The city has responded to this community’s outcry, and a lot of positive and innovative things are now happening as part of the public process around this project, mostly involving discussions of race and class, the historic trampling of the black community by city officials over the past 70 years, the painful wounds still not healed.  Powerful stuff for transportation planners and process facilitators to tackle, but the city deserves some credit for taking the community’s concerns seriously and not ignoring the elephant in the room.

One piece of jargon that has come up a lot through the process is Dominant Culture. What is Dominant Culture?  This is a question anti-racist whites must ask in perpetuity. Below is an excerpt and link outlining how white supremacy has seeped into every aspect of our organizations, businesses, schools and churches.  These characteristics are so prevalent they are often referred to as “normal” or “professional” by white-led groups.

Dominant Culture is powerful precisely because it is so present and at the same time so very difficult to name or identify. The characteristics are used as norms and standards without being pro-actively named or chosen by the group.

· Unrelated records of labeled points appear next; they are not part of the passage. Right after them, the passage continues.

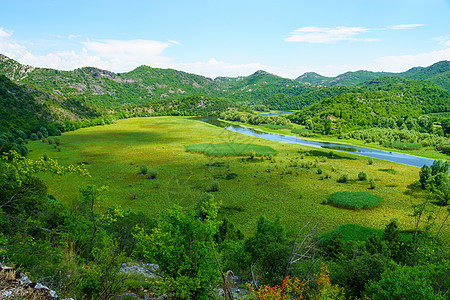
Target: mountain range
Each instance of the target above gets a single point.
(44, 95)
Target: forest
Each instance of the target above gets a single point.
(101, 171)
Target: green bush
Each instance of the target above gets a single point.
(351, 232)
(152, 173)
(34, 137)
(227, 149)
(354, 200)
(362, 176)
(214, 186)
(143, 168)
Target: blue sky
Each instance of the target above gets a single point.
(227, 38)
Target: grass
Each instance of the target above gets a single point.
(230, 149)
(351, 232)
(354, 200)
(271, 187)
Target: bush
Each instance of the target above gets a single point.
(354, 200)
(227, 149)
(343, 178)
(214, 186)
(34, 137)
(143, 169)
(362, 176)
(152, 173)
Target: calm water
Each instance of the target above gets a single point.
(380, 154)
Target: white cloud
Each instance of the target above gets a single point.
(4, 33)
(327, 35)
(444, 40)
(72, 36)
(114, 55)
(406, 26)
(402, 63)
(324, 35)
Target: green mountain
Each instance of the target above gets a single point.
(87, 94)
(437, 73)
(378, 98)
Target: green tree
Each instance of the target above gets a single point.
(269, 250)
(327, 126)
(180, 245)
(403, 283)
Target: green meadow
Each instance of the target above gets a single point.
(287, 183)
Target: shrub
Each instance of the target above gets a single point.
(34, 137)
(214, 186)
(343, 178)
(354, 200)
(224, 149)
(143, 169)
(362, 176)
(152, 173)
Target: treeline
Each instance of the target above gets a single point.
(374, 101)
(406, 134)
(78, 249)
(254, 119)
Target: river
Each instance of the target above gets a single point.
(400, 158)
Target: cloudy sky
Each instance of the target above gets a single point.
(227, 38)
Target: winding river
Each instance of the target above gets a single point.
(400, 158)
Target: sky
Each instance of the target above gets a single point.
(227, 38)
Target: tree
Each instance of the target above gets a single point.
(327, 126)
(269, 250)
(424, 175)
(180, 245)
(403, 283)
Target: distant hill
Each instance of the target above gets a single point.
(378, 98)
(90, 93)
(437, 73)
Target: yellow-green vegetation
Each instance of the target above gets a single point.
(230, 149)
(351, 232)
(287, 184)
(354, 200)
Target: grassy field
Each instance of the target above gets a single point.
(288, 184)
(298, 130)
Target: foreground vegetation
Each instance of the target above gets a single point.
(198, 203)
(243, 209)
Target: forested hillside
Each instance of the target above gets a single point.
(437, 73)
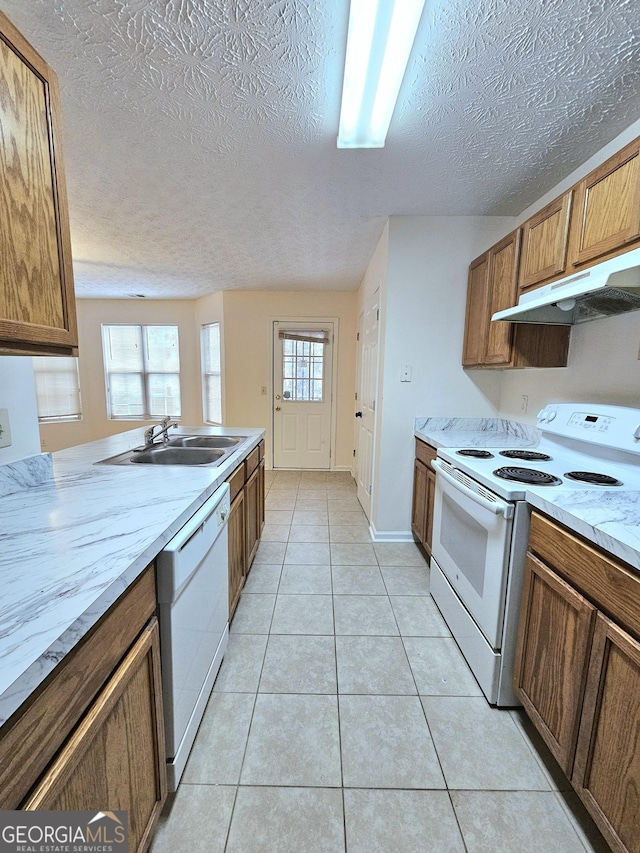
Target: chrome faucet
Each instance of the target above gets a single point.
(151, 435)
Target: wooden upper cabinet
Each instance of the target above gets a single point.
(544, 243)
(37, 306)
(476, 309)
(606, 214)
(492, 286)
(503, 283)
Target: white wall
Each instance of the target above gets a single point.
(422, 321)
(18, 395)
(603, 361)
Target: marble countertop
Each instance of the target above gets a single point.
(475, 432)
(72, 544)
(609, 518)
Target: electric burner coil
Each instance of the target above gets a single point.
(530, 476)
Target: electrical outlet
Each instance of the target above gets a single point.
(5, 428)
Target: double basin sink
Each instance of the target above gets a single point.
(181, 450)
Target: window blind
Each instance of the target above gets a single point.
(211, 373)
(57, 389)
(311, 336)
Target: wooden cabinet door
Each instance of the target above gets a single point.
(252, 515)
(607, 207)
(607, 766)
(237, 551)
(544, 243)
(115, 759)
(554, 638)
(431, 494)
(419, 504)
(37, 307)
(474, 323)
(502, 293)
(261, 497)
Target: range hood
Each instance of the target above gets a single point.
(612, 287)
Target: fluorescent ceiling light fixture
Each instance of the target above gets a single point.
(379, 42)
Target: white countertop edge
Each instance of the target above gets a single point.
(50, 645)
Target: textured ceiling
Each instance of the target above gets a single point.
(200, 135)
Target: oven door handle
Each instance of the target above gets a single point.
(498, 508)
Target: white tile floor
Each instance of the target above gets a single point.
(344, 717)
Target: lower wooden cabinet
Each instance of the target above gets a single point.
(606, 773)
(551, 663)
(92, 736)
(115, 758)
(577, 672)
(254, 513)
(246, 520)
(424, 483)
(237, 551)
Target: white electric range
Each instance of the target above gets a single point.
(481, 522)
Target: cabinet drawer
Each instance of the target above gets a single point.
(424, 452)
(30, 739)
(236, 482)
(610, 585)
(251, 462)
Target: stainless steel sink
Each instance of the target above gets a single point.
(179, 456)
(222, 441)
(186, 449)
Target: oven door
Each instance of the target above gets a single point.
(471, 544)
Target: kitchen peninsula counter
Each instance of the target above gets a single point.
(70, 546)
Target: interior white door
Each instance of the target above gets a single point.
(366, 399)
(302, 388)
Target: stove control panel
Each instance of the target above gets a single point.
(585, 420)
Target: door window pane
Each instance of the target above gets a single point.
(142, 371)
(302, 371)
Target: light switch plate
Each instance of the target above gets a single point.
(5, 429)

They are damaging because they promote dominant ways of thinking to the exclusion of differing ways of being and thinking. The overall effects of these dominant cultural norms is to stop us from talking about power imbalances between individuals and groups …. which stops us from creating cultures supportive of transformation towards justice.

Continue reading Elements of White Middle-Class Dominant Culture.

What’s important to understand is that we aren’t simply talking about PAST injustices, we are also talking about PRESENT injustice.  This is extremely pertinent as many whites do not have a good understanding of white privilege and lack the necessary tools of understanding to actually dismantle systems of racism.  Read the handout, resist an immediate temptation to get defensive, and just take it in.  Going forward, see if you can identify these characteristics in your personal behavior, at work, at home, in your activism.

The Occupy Wall Street movement has succeeded in challenging many tenets of Dominant Culture at a populist level, but the work has only begun.  My hope for the Williams Avenue process is that it will compel more Portlanders to confront their own privilege and racial identity, and help usher in a new era of restorative justice locally.  To hope for such an outcome from a transportation project is why I live in Portland.

Referenced work above is reproduced here for educational purposes only.  If anyone has a better version of this document, I would appreciate receiving a copy.

1 thought on “Public Process & Elements of Dominant Culture, from Williams Avenue to Wall Street”

  1. Thanks for sharing these thoughts and for the document. I too give a lot of credit to PBOT for being open and willing to let all this dialogue take place.

    I remain ambivalent about all of this… And I just haven’t been able to put it into words just yet.